THE NUNNERY, UXMAL.
But if there is little similarity between the minuter architectural details of the Mayan and Buddhist buildings, we believe that, carefully studied, the former, and particularly, as we should have expected, those at Copan and Quirigua, exhibit distinct survivals of Buddhist influence. Mr. Maudslay, in his superb series of photographs of stelae (Biologia Centrali-Americana), shows clearly in the hands of nearly every figure what he calls a "manikin staff"—a short stick surmounted by a human figure issuing from feathers or leaves. He cannot explain it, but we believe that it may be nothing less than a much corrupted survival of the sacred lotus held by Buddhist images. In photographs of carvings at Bharahat and also at Boro Budor, the Buddhas and their attendants appear to hold just such short staves, really the rubbery stem, surmounted by the lotus-flower, out of which seems to issue in some instances a kind of face. There appear, too, in the grasp of many figures on the friezes at Bharahat short sticks surmounted by manikins seated on bannerets. The "manikin staves" at Copan may be a blended memory of these two Buddhistic symbols.
Again, Mr. Maudslay noticed a detail of Mayan decoration which has escaped other students. He points out that at Palenque and elsewhere is represented a plant which he calls a water plant because fish are seen feeding on the flowers. "The leaves and flower-buds," he writes, "are very clearly drawn, and have somewhat the appearance of those of a water lily." He is probably right: it is a water lily—the Buddhist lotus—which figures, often with fish swimming round, in almost every carving at Boro Budor and the ruined Buddhist cities. The drawing he gives of the Palenque carving is so exact a copy of the Buddhist lotus as to be quite amazing.

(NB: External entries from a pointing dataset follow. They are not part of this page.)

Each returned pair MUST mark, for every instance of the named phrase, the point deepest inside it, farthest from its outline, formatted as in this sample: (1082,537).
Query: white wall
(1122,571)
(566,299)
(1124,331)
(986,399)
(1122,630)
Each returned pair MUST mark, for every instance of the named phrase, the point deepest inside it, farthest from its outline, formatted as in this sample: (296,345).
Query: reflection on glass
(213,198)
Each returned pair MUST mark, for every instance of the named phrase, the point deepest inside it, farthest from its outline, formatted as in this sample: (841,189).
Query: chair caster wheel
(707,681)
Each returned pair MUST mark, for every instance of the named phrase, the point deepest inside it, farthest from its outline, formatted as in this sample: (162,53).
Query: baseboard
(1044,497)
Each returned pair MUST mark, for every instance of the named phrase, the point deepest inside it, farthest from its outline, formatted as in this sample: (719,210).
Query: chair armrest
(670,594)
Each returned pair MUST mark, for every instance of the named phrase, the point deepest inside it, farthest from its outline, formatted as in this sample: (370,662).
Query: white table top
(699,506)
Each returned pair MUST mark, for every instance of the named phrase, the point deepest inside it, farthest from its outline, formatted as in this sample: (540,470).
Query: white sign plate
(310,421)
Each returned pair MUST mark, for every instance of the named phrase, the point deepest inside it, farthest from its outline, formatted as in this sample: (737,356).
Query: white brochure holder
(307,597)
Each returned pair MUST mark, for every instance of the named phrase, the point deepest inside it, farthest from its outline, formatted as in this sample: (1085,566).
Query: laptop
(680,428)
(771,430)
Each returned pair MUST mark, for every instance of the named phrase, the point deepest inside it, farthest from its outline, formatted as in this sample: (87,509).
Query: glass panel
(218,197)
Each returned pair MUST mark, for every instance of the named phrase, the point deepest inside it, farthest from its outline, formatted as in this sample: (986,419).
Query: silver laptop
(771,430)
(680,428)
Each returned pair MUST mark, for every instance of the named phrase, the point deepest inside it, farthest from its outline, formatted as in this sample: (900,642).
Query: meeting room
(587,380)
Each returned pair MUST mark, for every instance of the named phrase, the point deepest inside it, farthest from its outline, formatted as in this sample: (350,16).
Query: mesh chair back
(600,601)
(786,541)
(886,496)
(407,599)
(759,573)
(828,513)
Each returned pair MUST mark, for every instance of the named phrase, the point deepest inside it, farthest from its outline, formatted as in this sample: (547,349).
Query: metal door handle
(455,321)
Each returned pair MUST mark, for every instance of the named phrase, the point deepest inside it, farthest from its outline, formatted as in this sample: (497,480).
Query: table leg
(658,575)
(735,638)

The figures on the stelae at Copan and Quirigua, in many instances have across their breasts what looks like a broad band. We believe this to be another Buddhist survival—viz. the ola or palm-leaf book which Buddha is nearly always shown holding, and which appears in the famous rock statue of King Parakrama in the ruins of Polonnaruwa (see H. W. Cave, Ruined Cities of Ceylon), exactly as portrayed in Guatemala.
The headdresses of the stelae statues are most reminiscent of the triple tiara of Buddhist images. The large square or round ear-ornaments at Quirigua are precisely like those in the sculptures of Boro Budor and in the island of Madura, a report on the ruins of which latter was published in 1904 by the Dutch Government (Archaeologisch Onderzoek op Java en Madura). A plate in the latter work represents stelae found in Madura in feature and decoration so amazingly like those of Quirigua that one might be forgiven for thinking one was looking at one of Mr. Maudslay's superb photographs. The latter noted at Copan curious forehead marks which suggest to us the sacred Buddha markings. On the north face of the gigantic monolithic turtle at Quirigua is a cross-legged figure which in Mr. Maudslay's plate exhibits in the fullest manner many Buddhist survivals.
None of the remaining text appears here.